Tax Secrets: Do not even think of creating an ESOP (until you read this)
Why don't I write about employee stock option plans (ESOPs) very often? Because in almost every case where an ESOP is being considered by a business owner, we have found better strategies to do what an ESOP claims to do. Faster. Less costly to implement. No cost or low cost to maintain compared to very high cost of maintaining an ESOP. Other strategies also avoid the huge fiduciary liability you risk with an ESOP.
Best of all, other strategies allow you to avoid income taxes and capital gains tax. Also, you can dodge all those estate tax (the ultimate tax enemy of successful closely held business owners) bullets.
An ESOP cannot avoid one penny of estate taxes.
Thinking of transferring your business to the kids? An intentionally defective trust (IDT), does the job better every time (instead of an ESOP). For example, an IDT allows you to transfer your business to your kids tax free – no income tax, no capital gains tax. Think about it, you can transfer your family business to your business kids (or employees) without paying one cent in taxes.

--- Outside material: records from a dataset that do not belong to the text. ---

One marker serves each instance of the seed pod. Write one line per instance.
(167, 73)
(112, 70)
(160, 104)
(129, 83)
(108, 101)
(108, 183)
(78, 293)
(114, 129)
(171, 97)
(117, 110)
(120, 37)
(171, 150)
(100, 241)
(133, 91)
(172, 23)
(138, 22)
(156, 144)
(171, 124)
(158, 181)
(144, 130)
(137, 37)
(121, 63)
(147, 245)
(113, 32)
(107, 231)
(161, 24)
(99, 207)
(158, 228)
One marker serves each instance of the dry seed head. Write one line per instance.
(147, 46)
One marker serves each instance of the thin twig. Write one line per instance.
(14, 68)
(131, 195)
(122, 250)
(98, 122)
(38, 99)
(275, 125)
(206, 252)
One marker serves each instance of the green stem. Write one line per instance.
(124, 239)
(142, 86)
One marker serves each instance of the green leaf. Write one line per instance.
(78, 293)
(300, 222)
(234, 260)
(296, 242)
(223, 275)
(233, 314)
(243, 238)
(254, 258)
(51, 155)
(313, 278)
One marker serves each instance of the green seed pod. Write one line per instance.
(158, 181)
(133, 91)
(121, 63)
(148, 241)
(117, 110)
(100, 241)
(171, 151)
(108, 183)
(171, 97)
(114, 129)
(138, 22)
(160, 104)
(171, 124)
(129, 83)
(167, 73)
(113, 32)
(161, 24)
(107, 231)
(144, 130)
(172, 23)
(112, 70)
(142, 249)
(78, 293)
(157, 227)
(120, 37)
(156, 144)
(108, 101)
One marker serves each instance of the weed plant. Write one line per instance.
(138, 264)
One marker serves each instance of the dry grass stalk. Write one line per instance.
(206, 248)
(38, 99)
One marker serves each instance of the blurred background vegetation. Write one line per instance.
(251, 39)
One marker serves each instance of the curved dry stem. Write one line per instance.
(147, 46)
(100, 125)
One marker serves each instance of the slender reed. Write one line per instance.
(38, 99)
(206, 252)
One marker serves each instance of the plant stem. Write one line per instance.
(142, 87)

The crowning blow – and real reason for this article – came years ago. A new client (Joe), hired me to do wealth transfer and estate planning, had just finished a $24 million sale of his company to an ESOP. Joe was 63 years old. A large firm – specializing in ESOP transactions – guided Joe through the entire process. The lawyers who drew the ESOP documents and the bank (both specializing in ESOPs) that is now the ESOP trustee did their jobs well, and according to Joe, acted as cheerleaders from beginning to the end.
Okay, Joe’s company has an ESOP. Here’s how Joe summarizes the entire experience. “They never told me any bad things about an ESOP. Only the good parts. Little by little, after the endless meetings of how to structure the ESOP transaction, I found out things I would like to have known before we signed all the papers. Not happy now. I could have done better.”

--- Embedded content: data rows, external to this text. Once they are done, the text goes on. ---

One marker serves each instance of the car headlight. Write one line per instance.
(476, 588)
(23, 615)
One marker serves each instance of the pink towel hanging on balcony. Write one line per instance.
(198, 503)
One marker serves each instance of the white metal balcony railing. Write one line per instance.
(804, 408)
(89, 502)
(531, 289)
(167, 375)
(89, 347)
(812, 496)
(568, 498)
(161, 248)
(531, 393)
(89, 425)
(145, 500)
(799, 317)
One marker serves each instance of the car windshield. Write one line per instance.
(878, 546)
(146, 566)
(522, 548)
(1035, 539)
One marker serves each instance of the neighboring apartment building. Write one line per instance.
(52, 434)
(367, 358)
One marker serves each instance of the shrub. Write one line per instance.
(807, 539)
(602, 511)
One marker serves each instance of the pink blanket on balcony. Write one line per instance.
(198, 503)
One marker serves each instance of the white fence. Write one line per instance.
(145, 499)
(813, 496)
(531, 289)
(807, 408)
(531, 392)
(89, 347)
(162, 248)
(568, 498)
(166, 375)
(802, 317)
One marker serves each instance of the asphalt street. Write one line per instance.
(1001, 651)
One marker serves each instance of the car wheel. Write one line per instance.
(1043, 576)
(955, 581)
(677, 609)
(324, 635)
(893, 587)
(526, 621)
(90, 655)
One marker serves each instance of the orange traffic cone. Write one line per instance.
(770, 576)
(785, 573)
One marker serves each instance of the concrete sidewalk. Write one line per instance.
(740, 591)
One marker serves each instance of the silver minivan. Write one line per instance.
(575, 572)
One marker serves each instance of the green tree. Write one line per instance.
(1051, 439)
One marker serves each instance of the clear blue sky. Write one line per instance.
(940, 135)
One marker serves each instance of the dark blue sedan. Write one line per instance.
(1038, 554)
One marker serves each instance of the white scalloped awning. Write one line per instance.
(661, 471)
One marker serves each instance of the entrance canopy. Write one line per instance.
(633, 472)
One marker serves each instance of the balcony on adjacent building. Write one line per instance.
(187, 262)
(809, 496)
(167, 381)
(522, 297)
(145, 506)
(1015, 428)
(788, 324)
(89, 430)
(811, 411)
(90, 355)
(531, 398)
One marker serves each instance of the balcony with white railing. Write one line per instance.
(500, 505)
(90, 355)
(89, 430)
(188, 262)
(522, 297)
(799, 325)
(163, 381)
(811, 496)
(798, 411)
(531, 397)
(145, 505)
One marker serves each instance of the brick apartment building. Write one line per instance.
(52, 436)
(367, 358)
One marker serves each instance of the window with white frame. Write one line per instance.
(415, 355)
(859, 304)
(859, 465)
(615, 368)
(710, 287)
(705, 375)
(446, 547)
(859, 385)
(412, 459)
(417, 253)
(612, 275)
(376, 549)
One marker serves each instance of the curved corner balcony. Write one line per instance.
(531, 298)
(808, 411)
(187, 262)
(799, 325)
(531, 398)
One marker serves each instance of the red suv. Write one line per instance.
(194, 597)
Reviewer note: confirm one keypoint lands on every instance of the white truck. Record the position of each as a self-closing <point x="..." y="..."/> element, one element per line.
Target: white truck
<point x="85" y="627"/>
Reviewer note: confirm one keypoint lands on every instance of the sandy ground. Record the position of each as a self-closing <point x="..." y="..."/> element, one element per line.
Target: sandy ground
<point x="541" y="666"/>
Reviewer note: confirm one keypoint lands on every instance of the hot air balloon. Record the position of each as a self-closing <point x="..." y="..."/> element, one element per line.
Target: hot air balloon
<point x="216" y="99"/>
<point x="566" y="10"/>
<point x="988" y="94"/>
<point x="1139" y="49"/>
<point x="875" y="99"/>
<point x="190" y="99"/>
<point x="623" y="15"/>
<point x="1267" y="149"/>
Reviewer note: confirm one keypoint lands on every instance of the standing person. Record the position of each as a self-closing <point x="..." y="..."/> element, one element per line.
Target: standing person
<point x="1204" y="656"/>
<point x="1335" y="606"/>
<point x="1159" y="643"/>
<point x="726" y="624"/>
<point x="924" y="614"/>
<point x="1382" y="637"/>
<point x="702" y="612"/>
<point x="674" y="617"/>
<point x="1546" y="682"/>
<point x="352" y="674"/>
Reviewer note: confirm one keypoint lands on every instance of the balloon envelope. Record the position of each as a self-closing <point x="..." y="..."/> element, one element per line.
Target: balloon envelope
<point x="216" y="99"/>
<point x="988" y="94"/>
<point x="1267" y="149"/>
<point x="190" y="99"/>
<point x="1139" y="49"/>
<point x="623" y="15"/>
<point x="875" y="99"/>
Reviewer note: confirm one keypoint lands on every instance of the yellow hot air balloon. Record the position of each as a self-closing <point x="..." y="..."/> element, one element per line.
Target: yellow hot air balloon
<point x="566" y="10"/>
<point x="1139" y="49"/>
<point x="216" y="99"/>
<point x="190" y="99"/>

To me it’s a professional sin. Doing a transaction with a client’s major asset (their closely held business) and not exploring how the transaction fits into his/her overall financial picture, lifetime goals and estate planning consequences.
The ESOP sales team – here the three professionals (the ESOP specialist firm, the lawyer and the bank) – had an economic interest in having Joe’s company do the deal. For them it’s all or nothing: ESOP (victory and fees) or no ESOP (defeat, no fees). All were credible. None did anything wrong. Yet, Joe (his family, his company and its employees) was not – in the end –served well from an economic and tax standpoint.

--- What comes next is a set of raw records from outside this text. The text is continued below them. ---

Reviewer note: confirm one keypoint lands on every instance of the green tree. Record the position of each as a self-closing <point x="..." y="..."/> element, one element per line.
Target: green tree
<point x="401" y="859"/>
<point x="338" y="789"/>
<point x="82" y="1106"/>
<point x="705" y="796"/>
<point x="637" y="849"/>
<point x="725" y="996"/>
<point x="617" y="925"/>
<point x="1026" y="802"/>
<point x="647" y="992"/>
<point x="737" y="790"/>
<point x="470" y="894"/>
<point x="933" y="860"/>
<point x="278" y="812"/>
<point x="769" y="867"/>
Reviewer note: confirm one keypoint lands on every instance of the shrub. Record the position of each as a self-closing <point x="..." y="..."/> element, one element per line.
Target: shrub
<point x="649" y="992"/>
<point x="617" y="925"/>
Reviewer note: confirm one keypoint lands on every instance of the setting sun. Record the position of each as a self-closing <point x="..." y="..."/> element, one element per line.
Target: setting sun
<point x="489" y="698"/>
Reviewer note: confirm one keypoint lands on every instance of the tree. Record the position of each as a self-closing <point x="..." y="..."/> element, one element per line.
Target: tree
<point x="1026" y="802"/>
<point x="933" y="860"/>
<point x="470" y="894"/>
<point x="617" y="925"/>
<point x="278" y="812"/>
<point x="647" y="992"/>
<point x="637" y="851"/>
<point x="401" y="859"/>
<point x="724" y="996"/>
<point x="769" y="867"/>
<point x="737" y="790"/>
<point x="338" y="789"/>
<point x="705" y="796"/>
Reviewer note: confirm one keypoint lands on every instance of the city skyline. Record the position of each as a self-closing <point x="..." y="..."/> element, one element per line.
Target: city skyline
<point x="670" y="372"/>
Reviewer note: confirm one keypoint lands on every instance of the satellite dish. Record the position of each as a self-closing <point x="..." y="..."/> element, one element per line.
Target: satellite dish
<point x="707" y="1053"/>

Often an ESOP when compared to a do-nothing option makes the ESOP look good. But once other viable strategies are fully explained, the ESOP option fails to make the cut.
Always, but always follow the after-tax dollars (from the beginning of the transaction to the end). First, the current income tax or capital gains tax. Next, any possible deferred tax (like money in a profit-sharing plan or ESOP). And finally, how will the estate tax play on the dollars left after the transaction is done. Experience proves that an intentionally defective truth (IDT) will beat the pants off an ESOP (taxes and economically) every time. Simply put: Got a succession problem, look at an IDT.